Capital Acquisitions Tax on purchase of parent's house?

chughesie

Registered User
Messages
7
Hi,
I am currently buying my parents house off them at a reduced price. My parents will still be staying in the house after purchase. The value of the house would be c. €350,000 but we have agreed that I will pay €100,000 for the house. I have received no other gifts etc. to affect my CAT exemption limits.

Do I have any Gift Tax/CAT to pay on this?

If so, is my tax liability based on the value of the house, the price I paid for the house, or the difference of the two?

Thanks
 
Are you taking out a mortgage?

That would complicate things, but if you aren’t, the difference between what you pay and the market value will eat into your Group A threshold.
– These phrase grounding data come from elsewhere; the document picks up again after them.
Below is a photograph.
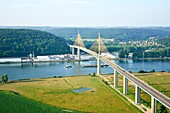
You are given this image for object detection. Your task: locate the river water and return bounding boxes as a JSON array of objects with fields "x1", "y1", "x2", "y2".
[{"x1": 0, "y1": 60, "x2": 170, "y2": 80}]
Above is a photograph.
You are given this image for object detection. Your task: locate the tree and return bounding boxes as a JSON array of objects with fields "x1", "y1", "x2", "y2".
[
  {"x1": 1, "y1": 74, "x2": 8, "y2": 83},
  {"x1": 118, "y1": 49, "x2": 126, "y2": 58},
  {"x1": 160, "y1": 105, "x2": 167, "y2": 113}
]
The key point though is that the market value won’t be €350k because you’re letting them stay.
 
Are you taking out a mortgage?

That would complicate things, but if you aren’t, the difference between what you pay and the market value will eat into your Group A threshold.

The key point though is that the market value won’t be €350k because you’re letting them stay.
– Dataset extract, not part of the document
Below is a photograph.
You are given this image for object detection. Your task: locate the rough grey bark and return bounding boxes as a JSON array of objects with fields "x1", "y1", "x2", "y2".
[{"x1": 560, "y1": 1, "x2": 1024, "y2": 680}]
Yes, the plan would be to take out a mortgage to pay for the house and provide money for upgrading.

Does letting them stay have an effect on my tax liability? I would have thought that from revenue's perspective, it's a transfer of an asset and liable to be taxed regardless of whether my parents stay or not. . . open to be corrected obviously!
 
The consideration given to your parents is allowed deduction against CAT. There is also the €3,000 gift exemption (€6,000 if you are buying the house with someone else).
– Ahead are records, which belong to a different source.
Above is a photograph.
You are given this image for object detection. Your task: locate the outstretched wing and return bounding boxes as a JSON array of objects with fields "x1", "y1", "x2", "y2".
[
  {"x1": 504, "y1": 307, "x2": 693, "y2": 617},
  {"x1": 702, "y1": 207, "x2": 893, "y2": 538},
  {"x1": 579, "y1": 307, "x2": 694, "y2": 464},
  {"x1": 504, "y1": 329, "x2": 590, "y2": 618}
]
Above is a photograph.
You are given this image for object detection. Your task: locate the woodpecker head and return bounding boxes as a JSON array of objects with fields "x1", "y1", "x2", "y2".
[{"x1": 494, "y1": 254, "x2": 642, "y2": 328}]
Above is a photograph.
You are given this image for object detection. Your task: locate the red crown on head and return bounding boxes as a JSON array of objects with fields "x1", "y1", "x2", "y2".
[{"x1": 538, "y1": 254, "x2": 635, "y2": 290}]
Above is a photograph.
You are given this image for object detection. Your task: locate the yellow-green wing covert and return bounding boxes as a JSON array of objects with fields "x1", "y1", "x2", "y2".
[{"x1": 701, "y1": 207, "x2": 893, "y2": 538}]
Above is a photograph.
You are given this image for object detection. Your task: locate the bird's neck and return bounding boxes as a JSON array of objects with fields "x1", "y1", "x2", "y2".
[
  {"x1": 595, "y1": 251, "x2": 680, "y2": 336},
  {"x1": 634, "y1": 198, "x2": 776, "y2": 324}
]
Technically speaking there is a gift tax issue from you to your parents as you are giving them an interest in the property, i.e. letting him stay there rent free (presumably for the rest of their lives). In practice, most people ignore this but it is there.


Steven
http://www.bluewaterfp.ie (www.bluewaterfp.ie)
 
In an ideal world, that ongoing issue isn’t there because the reduced market value would take account of the life tenancy.

You’d use the relevant multiplier tables to come up with the right number.

The problem is the bank. Most can’t get their head around the life tenancy part and are wary of it.

The answer is probably to but it for €350k in the bank’s eyes but to buy it for its reduced market value from a CAT perspective. Your only leakages then are excess stamp duty (but only 1% of the differential) and having to spoof the bank which can make some people queezy.
 
The lower price if the life tenancy stuff is revealed but the bank may not play ball with that. Personally I’d swallow the higher number.